My needs are to have my DB store the tasks scheduled and task results. For this reason, I am using topic exchanges for the result and task queues, duplicating the messages into this db-sync queue. The custom worker pulls those messages out and updates the DB to match. I went down a rabbit hole trying to make celery worker do this, ultimately coming to the conclusion that a custom worker would be far simpler (configuring the worker to _not_ execute tasks seemed to be quite the chore and it seemed that bootstep consumers don't take advantage of the concurrency tooling offered by Celery).

How do you know that the messages are not deleted? Are you seeing the queue size increase in AWS?

Looking at the logs, I see the same message ids being processed at an interval equal to the visibility_timeout setting (ie kombu is continually receiving the same message from the queue). Additionally, the logs do not include any information about actually making the request (I haven't looked too deeply into what's logged so it's possible that somehow it simply isn't logged, however I can see that the ReceiveMessage request is logged on the last line). Also, the queue size does not go down while the worker is running.

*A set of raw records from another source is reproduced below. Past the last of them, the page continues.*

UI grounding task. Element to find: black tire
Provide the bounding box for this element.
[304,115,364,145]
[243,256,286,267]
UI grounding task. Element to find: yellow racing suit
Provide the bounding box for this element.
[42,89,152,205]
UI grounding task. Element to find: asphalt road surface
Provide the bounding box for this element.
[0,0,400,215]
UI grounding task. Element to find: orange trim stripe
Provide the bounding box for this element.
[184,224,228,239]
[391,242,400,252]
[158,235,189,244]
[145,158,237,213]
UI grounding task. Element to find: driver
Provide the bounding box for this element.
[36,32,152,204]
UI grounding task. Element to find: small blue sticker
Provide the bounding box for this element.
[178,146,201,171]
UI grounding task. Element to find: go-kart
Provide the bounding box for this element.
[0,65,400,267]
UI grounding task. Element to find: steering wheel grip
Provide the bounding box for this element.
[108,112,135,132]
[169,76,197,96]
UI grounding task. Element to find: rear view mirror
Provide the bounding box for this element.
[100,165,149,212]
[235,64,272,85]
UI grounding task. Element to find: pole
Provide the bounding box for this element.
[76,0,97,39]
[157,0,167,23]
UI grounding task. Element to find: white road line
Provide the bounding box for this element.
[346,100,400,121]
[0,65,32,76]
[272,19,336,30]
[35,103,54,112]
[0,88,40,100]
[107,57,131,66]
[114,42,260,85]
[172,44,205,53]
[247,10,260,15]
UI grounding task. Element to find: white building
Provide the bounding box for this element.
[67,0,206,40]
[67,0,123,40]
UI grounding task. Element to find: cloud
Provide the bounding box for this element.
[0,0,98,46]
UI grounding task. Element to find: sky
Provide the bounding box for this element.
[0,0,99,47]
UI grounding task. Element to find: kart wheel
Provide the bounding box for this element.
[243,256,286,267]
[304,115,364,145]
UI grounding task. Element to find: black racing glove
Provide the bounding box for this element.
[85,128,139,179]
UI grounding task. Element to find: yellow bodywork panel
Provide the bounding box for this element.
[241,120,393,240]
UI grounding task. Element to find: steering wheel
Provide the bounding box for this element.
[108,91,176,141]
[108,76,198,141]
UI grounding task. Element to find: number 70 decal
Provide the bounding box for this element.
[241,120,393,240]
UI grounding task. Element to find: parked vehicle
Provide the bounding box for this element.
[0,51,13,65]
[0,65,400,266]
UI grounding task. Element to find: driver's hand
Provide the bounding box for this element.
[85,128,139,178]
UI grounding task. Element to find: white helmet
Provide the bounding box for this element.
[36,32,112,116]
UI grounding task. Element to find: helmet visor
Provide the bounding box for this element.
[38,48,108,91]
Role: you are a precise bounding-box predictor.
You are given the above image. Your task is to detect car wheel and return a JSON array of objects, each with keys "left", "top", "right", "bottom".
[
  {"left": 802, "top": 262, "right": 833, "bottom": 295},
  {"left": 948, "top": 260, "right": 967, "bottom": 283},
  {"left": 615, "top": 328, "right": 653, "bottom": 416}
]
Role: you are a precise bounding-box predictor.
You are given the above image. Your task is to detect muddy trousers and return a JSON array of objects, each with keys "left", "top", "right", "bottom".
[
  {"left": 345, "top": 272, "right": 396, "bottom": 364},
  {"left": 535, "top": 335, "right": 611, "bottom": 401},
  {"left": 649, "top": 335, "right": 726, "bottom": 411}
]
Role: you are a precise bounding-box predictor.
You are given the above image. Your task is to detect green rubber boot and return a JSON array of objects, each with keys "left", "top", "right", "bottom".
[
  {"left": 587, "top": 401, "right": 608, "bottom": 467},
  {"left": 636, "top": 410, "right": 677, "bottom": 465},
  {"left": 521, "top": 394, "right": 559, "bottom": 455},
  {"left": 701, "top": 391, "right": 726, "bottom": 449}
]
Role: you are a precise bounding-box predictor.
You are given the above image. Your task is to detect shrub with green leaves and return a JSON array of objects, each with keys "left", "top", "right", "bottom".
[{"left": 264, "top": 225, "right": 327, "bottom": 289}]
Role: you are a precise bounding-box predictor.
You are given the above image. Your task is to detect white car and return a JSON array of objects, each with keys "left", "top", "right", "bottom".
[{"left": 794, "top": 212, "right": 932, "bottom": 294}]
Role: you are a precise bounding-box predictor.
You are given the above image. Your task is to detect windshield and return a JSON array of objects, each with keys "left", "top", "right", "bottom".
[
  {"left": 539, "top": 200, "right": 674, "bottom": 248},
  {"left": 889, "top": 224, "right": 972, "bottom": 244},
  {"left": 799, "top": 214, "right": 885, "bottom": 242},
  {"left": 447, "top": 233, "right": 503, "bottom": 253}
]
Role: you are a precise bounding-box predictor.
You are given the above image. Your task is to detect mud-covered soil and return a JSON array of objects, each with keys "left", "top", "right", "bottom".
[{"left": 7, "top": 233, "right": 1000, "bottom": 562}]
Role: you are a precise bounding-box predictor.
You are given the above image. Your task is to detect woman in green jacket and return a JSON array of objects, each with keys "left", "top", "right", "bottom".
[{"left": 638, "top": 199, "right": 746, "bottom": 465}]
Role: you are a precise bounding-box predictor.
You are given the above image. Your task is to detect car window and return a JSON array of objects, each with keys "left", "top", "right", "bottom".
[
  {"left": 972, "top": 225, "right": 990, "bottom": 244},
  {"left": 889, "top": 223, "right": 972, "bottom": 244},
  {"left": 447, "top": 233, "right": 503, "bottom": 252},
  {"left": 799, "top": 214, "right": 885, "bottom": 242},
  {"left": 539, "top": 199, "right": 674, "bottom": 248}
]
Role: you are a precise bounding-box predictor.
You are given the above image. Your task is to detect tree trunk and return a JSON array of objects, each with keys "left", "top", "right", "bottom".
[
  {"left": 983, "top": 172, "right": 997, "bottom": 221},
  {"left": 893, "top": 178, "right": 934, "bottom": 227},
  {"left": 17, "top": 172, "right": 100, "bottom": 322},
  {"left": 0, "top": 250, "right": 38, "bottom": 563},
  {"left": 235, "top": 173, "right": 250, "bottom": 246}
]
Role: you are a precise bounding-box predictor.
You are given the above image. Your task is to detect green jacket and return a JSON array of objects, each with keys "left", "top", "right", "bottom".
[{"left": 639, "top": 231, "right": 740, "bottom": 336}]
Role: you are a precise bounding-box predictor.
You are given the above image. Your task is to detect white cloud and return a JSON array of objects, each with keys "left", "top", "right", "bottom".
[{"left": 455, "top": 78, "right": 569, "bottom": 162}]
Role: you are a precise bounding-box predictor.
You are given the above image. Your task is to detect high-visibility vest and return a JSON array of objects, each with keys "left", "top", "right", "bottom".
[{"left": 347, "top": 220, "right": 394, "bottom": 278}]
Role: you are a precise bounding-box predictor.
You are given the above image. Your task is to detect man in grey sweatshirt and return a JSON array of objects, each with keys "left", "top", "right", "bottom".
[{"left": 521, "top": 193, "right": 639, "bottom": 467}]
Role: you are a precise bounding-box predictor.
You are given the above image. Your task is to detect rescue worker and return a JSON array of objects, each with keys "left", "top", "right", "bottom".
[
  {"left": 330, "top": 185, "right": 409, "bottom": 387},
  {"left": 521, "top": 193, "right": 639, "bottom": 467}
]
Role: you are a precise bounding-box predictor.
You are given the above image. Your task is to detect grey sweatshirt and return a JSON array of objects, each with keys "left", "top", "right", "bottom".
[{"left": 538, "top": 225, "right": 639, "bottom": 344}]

On your question about the Hub usage, does this also happen if you use the celery worker command directly and not your custom implementation?

No, celery worker works as expected (I have standard celery worker processes running that appear to be correctly executing tasks and clearing the queues), this is simply an issue with the custom consumer. This leads me to assume that I'm doing something wrong rather than this being an actual bug.

Really, the crux of my question is how async hub is actually _async_. I'm not manually doing anything with multiprocessing, gevent, threading, or anything else so I'm a bit unsure how this could actually be asynchronous. Furthermore, it doesn't appear that creating a Hub instance sets any of this up either. This makes me think that I'm missing an implementation detail.

@alukach have you tried perhaps sub-classing the WorkController class instead of ConsumerMixin? If you notice it does use Hub in the list of bootsteps so I am guessing it will behave exactly as the command-line worker invocation.

@georgepsarakis I have not yet tried that. Are you suggesting that I subclass that class, override the WorkController property of the Celery class, and use that to spin up a celery worker process? If so, any pointers on where to actually put the message processing logic? It seems like WorkerController. _process_task () may be a candidate but that currently only sends the work to a pool so there may be a better place. This is where my gaps in knowledge really start to show themselves.

Ultimately, I felt that because I'm changing _how_ these messages should be processed, I was breaking Celery's design and this was best done with using only Kombu (which did indeed seem to offer a much simpler implementation). It's just this one small bug/question about how the async Hub works that seems to be getting in the way...

I took the simple route and used boto3 to manually ack the message:

class Worker(ConsumerMixin):

    def __init__(self, connection, queues):
        self.connection = connection
        self.queues = queues
        super(Worker, self).__init__()
        logger.info("Started worker %r for queues %r", self, self.queues)

    def get_consumers(self, Consumer, channel):
        return [Consumer(queues=self.queues,
                         accept=['pickle', 'json'],
                         callbacks=[self.process_task])]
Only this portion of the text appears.